For San Jose resident Dilip Kumar, who owns a software company, his allegiance to Trump dates back to the first time he read The Art of the Deal in 2011.
“He’s a good businessman,” said Kumar, who wore a straw fedora, a campaign shirt and an “I voted” sticker. “Because of his policies, we can bring jobs back to the U.S.” A Clinton win, he said, would perpetuate a corrupt status quo.
In the Democratic Central Committee campaign hub at The Plant at Monterey and Curtner, the mood at the Dem HQ was considerably less buoyant, as the GOP nominee edged ahead in the “race for 270” electoral votes nearly an hour after the polls closed. About 200 people perched on folding chairs watched MSNBC coverage in horror.
Randi Kinman, a West Valley-Mission College District trustee, shook her head recalling how someone had tried to reassure her that it wasn’t the end of the world. “But it is," she said. “It is the end of the world. It’s the end of the world where people can be safe. It’s the end of the world where women can be safe, and minorities.”

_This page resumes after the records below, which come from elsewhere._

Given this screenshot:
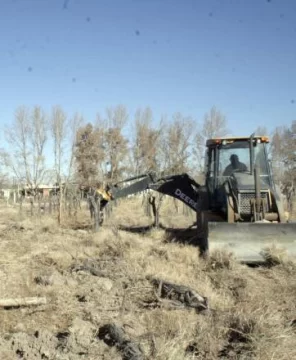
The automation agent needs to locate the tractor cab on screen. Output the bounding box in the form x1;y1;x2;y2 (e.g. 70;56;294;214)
205;135;274;221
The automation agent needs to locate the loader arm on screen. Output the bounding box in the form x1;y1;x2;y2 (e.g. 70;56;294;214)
97;173;201;211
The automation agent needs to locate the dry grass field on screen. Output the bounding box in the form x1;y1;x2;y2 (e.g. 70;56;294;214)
0;200;296;360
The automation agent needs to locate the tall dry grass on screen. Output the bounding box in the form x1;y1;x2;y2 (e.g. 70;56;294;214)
0;200;296;360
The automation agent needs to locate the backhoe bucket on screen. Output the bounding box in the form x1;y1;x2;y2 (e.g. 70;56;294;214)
209;222;296;263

Aimee Escobar, a county planning commissioner, said Trump’s bombardment into national politics marks the beginning of the end of civil discourse. “He made it OK to talk down to people,” she said. With results looking dismal for Clinton, the life-size cardboard cutout of her in a crisp pantsuit and winning smile began to feel cruelly out of place, someone remarked.

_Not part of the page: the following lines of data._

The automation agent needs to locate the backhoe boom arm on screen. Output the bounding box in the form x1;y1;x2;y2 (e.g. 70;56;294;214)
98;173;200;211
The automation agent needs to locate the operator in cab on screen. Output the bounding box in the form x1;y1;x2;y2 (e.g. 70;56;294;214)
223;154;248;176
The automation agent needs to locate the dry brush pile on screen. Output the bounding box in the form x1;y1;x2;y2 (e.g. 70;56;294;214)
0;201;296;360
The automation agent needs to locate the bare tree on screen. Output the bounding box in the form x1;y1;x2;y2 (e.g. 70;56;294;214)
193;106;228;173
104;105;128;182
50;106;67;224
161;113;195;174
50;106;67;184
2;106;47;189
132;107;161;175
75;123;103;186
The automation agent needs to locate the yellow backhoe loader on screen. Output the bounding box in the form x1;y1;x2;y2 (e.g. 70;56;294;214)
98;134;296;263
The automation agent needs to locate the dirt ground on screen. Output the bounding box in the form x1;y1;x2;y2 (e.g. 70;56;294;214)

As did the two-and-a-half-foot sheet cake with “Congratulations Madam President” inscribed in red-white-and-blue frosting.
State Sen. Jim Beall, who held a strong lead over challenger Nora Campos by the time the second round of returns posted, walked in long after the mood had soured. A few folks congratulated him and posed for a picture, but most people’s eyes were glued to the TV screen.
“This just seems just and right for this to be [Clinton’s] time,” Lynn Rogers said. “So I’m loathe to accept this.” Moments before, she said, she’d been chanting with a Buddhist about Clinton “giving a voice to the voiceless ones.” At the back of the room, a Trump piñata hung on the wall with his paper mache arms outstretched and a sticker demanding to “stop bigotry” on the left side of his tissue blazer.
To round out the night, Fly made a brief stop by the South Bay Labor Council’s party to see what was cracking. Within two minutes a labor flak escorted a reporter and photographer out without any chance to negotiate. The banquet hall spread looked to be mostly finger foods, with a cheese and olive platter and salad bar, bottled IPA beers available—not for us, of course—and a lot of empty seats. It didn’t look like anyone had an interest in sticking around to see if Hillary would concede before the end of the night.